Тут беда ещё в том, что он и она всю ночь вдвоём в грехе, на грани отчаяния, истерики и потопившего их чувства. А опыт общения с женщинами у меня слишком мизерный, мало я интимно общался с ними в силу своей застенчивости, миру не заметной. И вот отсутствие такого опыта почувствовалось, когда я писал, не из чего было выбирать и отбирать, а придумывать в этих делах ничего нельзя и невозможно. Ну что ж, почитаю старых грешников – Бунина, Цвейга, Толстого – поучусь ещё у них, авось помогут старику, как помогали уж сотням, если не тысячам таких, как я.
1967 г.
…Когда то Джона Стейнбека спросили: имеет ли он какие-либо отношения с телевидением? И этот проклинаемый нами писатель, которого я, несмотря на поношения «Лит. газеты», до сих пор обожаю, ответил перед самой смертью с буржуйской прямотой: «Ну должен же человек иметь хоть одно достоинство! Моё заключается в том, что я не имею никаких дел с телевидением…»
Ставили у меня в каком то году «Дикий лук» на Центральном телевидении. Соседи сошлись, расселись. Ребята на полу разместились. Сосед мой в Перми в 28 лет доктором философии был. Глядел я, глядел кинопродукцию по своим «мотивам» и подумал: возьмёт сейчас сосед мой кирпич да как шандарахнет мне по башке за такое кино и отвечать не будет, ибо за такое говно убивать мало.
1968 г.
..Я начал гвоздить подборку лирических рассказов, давно задуманную, выношенную, но из-за того, что я расклеился и вышел из рабочей колеи, до сих пор не написанную. Тут уж очень упорно начали поносить лирическую прозу, и некоторые готовы стали утверждать, что был бы смысл, а все остальное ерунда, а прозаики, преимущественно полковники и подполковники в отставке, все жмут на героизацию, в открытую, с трибун съезда, проповедуя мужество, потому что они главной книгой в жизни почитают «Устав полевой службы», а из нее пункты такие, как: «Действия старшего начальника обсуждению не подлежат», «Смирно!», «Кругом!», «Прекратите разговоры!».
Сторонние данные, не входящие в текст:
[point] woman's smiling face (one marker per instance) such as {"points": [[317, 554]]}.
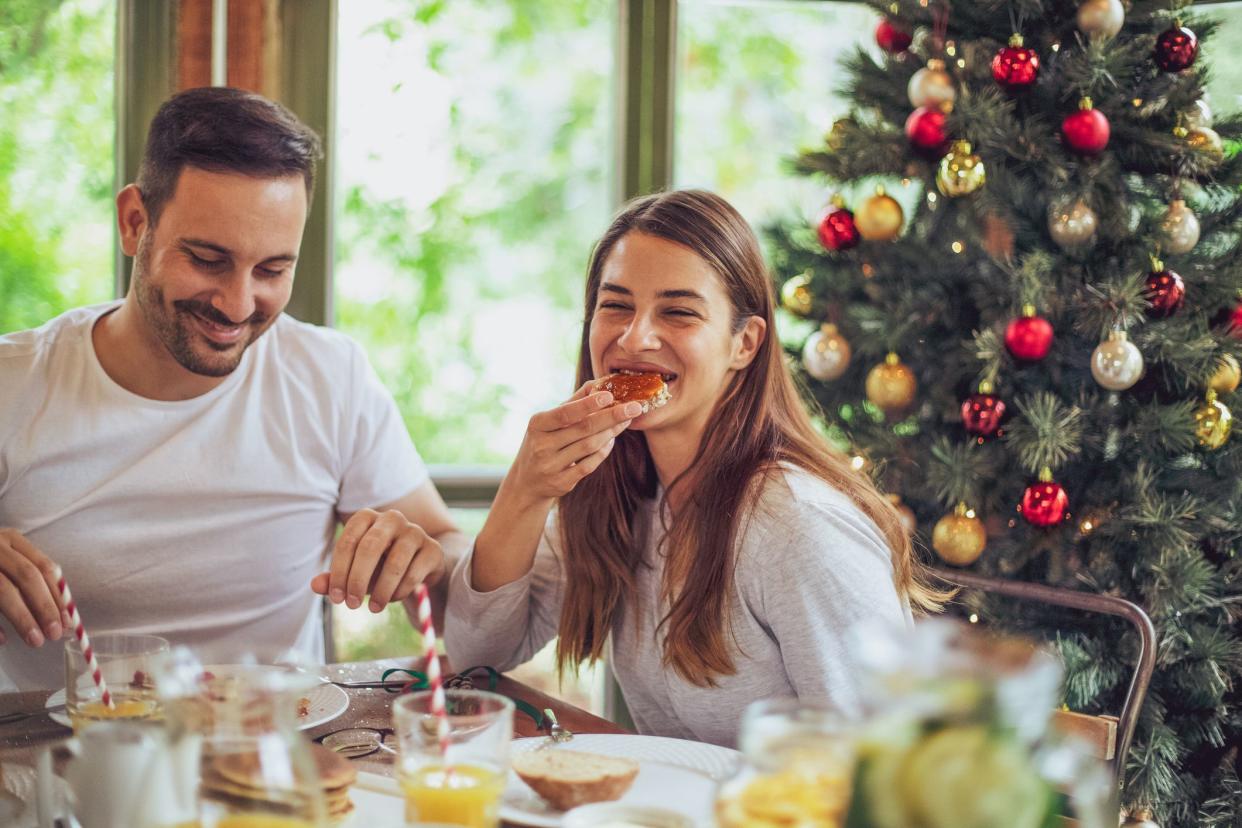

Кто такой Ницше и почему его фашисты в боги взяли, наши подполковники в литературе понять не умеют. Не хватает ихого ума на это. А уж говорить им о том, что склонность русских писателей к лирической прозе, а русских читателей – к пониманию таковой есть национальная особенность, особенность народа, который нескладных песен не пел, имеет почти весь фольклор ладный и складный, да и сама природа с ее зримыми сменами времен года, все ее травушки муравушки, цветочки цветики, листики листочки, то расцветание, то умирание на глазах русского человека делают его душу мягкосердной, протяжно жалостливой. И недаром исконно русские поэты, выходцы из народа, отличались таким стихотворным ладом, такой душевностью, что народ наш пел и принимал их без подписки, принимал, как себя самого. И не знает до се наш простой люд таких поэтов, как Маяковский и ему подобные, хотя они и со «смыслом», а вот Есенина знает.